The Reset Moment: How Downturns Create the Dynamics for Innovation and Transformation
We tend to think of economic cycles as peaks and troughs of good times and bad — but the lesson of history for leaders is that our thinking and strategies need a far more nuanced understanding of changing times.
From FedEx and Amgen to Microsoft, Salesforce and Square, 50% of today’s Fortune 500 were founded in times of economic stress over the last 100 years. Indeed, Fortune Magazine was launched just 90 days after the 1929 Wall Street Crash when fortunes were being lost not made. The notion that many of the world’s best companies were either founded or really took off during times of economic stress is inspiring. It’s easy to think that the best path is to lie low and slash burn and conserve runway until the economy picks back up again. But that’s what everyone else out there is trying to do; simply tread water and survive until market conditions become more favorable. These risk-averse behaviors stem from a fear-based survival mindset. It’s a mindset and approach that history shows will not carry you far relative to smarter, better-financed and better-positioned competition.
The moment for reset
The best companies in the world are leveraging this moment to reset their foundation. They are applying the strategic skill of ‘seeing around corners’ to determine what their big opportunity is through this downturn – and then aligning leaders and mobilizing to deliver targeted outcomes in a focused and disciplined way. We’ve been working with three such organizations at different stages of maturity as they have made weighty decisions to pivot their strategy and operations towards those areas they can have the biggest impact now. These hard choices may seem to channel risk, but upon closer examination are calculated moves designed to shore up the path to success in the long run.
1. The early stage start-up: Creating a bridge to sustainable growth
This fintech company was banking on a major round of fundraising to fuel growth, but is changing tack as access to capital is shut down for the foreseeable future. Instead of continuing to serve multiple customer segments in a scattershot way, they are retrenching Go To Market efforts to focus on the one segment they can serve the best and most profitably right now. This will buy them the time they need to build out the remainder of their product suite and scale up operations to move aggressively up-market in a sustainable way. This has required saying ‘no’ to bigger customers whom they can’t serve well at the moment while at the same time taking on fairly significant operational risks to cut internal costs and shift to an offshore development model. If successful, they will benefit from dramatically expanding their engineering capacity, but first will have to manage the looming tech and cultural risks associated with this new plan.

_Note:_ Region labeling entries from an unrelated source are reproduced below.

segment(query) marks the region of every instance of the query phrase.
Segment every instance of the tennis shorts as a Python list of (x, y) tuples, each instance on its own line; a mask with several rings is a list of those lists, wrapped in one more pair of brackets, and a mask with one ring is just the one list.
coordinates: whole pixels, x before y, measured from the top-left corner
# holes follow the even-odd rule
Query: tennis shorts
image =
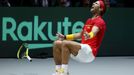
[(71, 54), (70, 57), (82, 63), (90, 63), (95, 59), (92, 49), (88, 44), (81, 44), (81, 49), (78, 54), (76, 56)]

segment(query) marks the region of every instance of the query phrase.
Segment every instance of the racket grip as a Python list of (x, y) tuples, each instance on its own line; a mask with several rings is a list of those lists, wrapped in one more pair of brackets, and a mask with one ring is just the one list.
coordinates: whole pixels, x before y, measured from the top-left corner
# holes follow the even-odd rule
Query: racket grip
[(30, 62), (32, 62), (32, 58), (30, 58), (29, 56), (27, 56), (27, 59), (28, 59)]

2. The late stage start-up: Creating an entirely new market amid uncertainty
This market-making organization is working to commercialize brand-new technology. After making the tough decision to cut 20% of costs, they are going all in on a single, complex company-wide strategic initiative that, if successful, will demonstrate tangible proof points and value creation at scale. This will generate the momentum they need to take off when (not if) the market bounces back. When you step back to consider their position, it feels less risky to proceed with this strategy than to continue spreading resources thinly across multiple different commercial bets hoping that one of them might take hold and gain traction. There’s also a higher chance of winning when every team member across the company is focused on the same outcome.
3. The mature, established category leader: Taking on organizational inertia
Although this company has enjoyed stable revenue and profitability, growth has slowed considerably in the last several years and they’re not acquiring new customers at nearly the same rate they were used to in the past. They are in the unenviable position of having to disrupt themselves. They will do so through two doorways: 1) brand new product innovation by deepening understanding of and finding novel ways to meet consumers’ changing needs during these uncertain times and 2) brand storytelling investments: shaping and communicating their brand promise in a clear, compelling and accessible way Allowing someone else to step in and tell their story for them has been a consistent problem, as generally, these lurking stories cast this company in a negative light in attempts to bring down the market leader. Taking destiny back into their hands has meant owning their narrative and being unabashed about what they stand for in this world, while continuing to discover new ways to serve and delight customers.
You can’t cut your way to greatness
Reducing unnecessary costs and becoming more efficient operationally are table stakes. That should be happening anyway. At the same time, this behavior on its own can be taken too far. Organizations that slash and burn, desperately trying to get themselves out of extreme debt by cutting as many heads as they possibly can without a clear sense of how to ‘win’ hearts and minds of customers, partners and employees amounts to a fruitless strategy. What will be left of those organizations in the end? The opportunity of a downturn is the moment to reset: sometimes this can feel like a hard reboot, yet leaders operating with a more nuanced understanding of where the present and future strengths of the organization lie will have the clarity to see how to leverage their existing assets most strategically – to catalyze innovation and transformation.